I solved all other problems in jan20A, and got partial on this. However no matter what i tried I couldn’t get this problem. I did come up with an offline algo with two stacks, a segtree and mo’s algorithm however i don’t know how to do the queries online.
Can one of the 22 guys who got 100 or someone else outline their solution?
Thanks in advance.
Do you mind explaining your offline algo ?
I will try to explain a much more obvious and easier - to - implement idea.
To answer queries in offline, notice the condition of a subarray [L…R] to be good is basically R - L = max - min. So fix L, we have L = R - max + min.
In addition, max - min >= R - L. So L >= R - max + min.
If we fix L we want to maintain this value for each R bound. 2 stacks can be used and transform these to just range updates of “Erase X from this range”.

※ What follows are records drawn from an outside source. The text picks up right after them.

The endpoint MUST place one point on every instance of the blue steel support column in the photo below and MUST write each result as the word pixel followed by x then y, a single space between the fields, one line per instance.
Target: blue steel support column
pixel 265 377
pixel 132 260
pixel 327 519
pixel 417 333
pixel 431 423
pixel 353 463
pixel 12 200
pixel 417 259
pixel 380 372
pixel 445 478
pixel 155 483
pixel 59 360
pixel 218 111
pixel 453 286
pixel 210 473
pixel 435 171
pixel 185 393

Since the value at L is always L, and every value after it is <= L, all the valid Rs will be the positions holding maximum values right now. So for these R bounds, set their “answer” value to R - L + 1. Use lazy to make this faster. Then a query is just finding the maximum answer value in the range.

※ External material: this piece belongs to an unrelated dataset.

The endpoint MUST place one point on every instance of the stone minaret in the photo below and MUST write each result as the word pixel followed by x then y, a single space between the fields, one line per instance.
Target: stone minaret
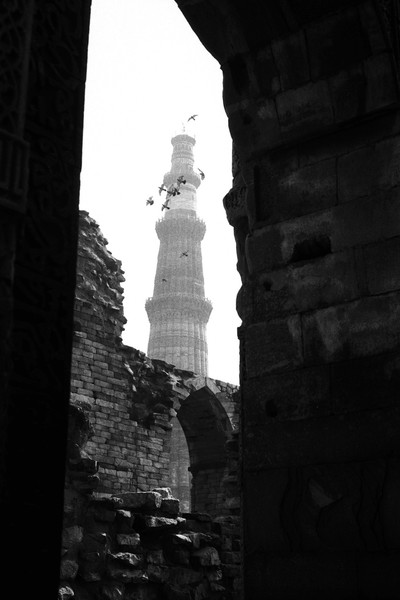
pixel 178 311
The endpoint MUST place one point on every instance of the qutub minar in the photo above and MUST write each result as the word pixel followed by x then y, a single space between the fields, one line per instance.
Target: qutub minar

For online queries implement persistent.
This is exactly the approach i took, but I couldn’t figure out the persistent segtree part even though mkthnum on spoj is a similar idea on persistent segtree.

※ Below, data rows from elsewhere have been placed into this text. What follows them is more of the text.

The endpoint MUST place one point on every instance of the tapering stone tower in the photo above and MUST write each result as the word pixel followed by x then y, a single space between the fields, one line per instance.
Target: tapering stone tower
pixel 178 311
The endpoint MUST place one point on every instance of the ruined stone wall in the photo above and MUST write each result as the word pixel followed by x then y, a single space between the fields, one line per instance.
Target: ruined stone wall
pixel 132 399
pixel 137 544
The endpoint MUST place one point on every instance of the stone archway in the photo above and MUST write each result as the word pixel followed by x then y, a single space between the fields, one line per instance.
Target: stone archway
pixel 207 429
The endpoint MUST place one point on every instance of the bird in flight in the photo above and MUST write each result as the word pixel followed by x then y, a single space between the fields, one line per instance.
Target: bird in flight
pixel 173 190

Good approach. I wish i had thought of this
Edit: btw what will you do of your username now
Mine is exactly the same as just1star s approach but without the segtree part. Now i feel kind of doofish for missing it though, since just a week ago id done mkthnum on spoj whose idea is also to make queries online using persistent segtree
Wow. I could think only upto R-L=max-min
part. After that I was lost thinking how to reduce time complexity. Constraints made me think about sqrt decomposition, but I couldn’t get any clue how to use it.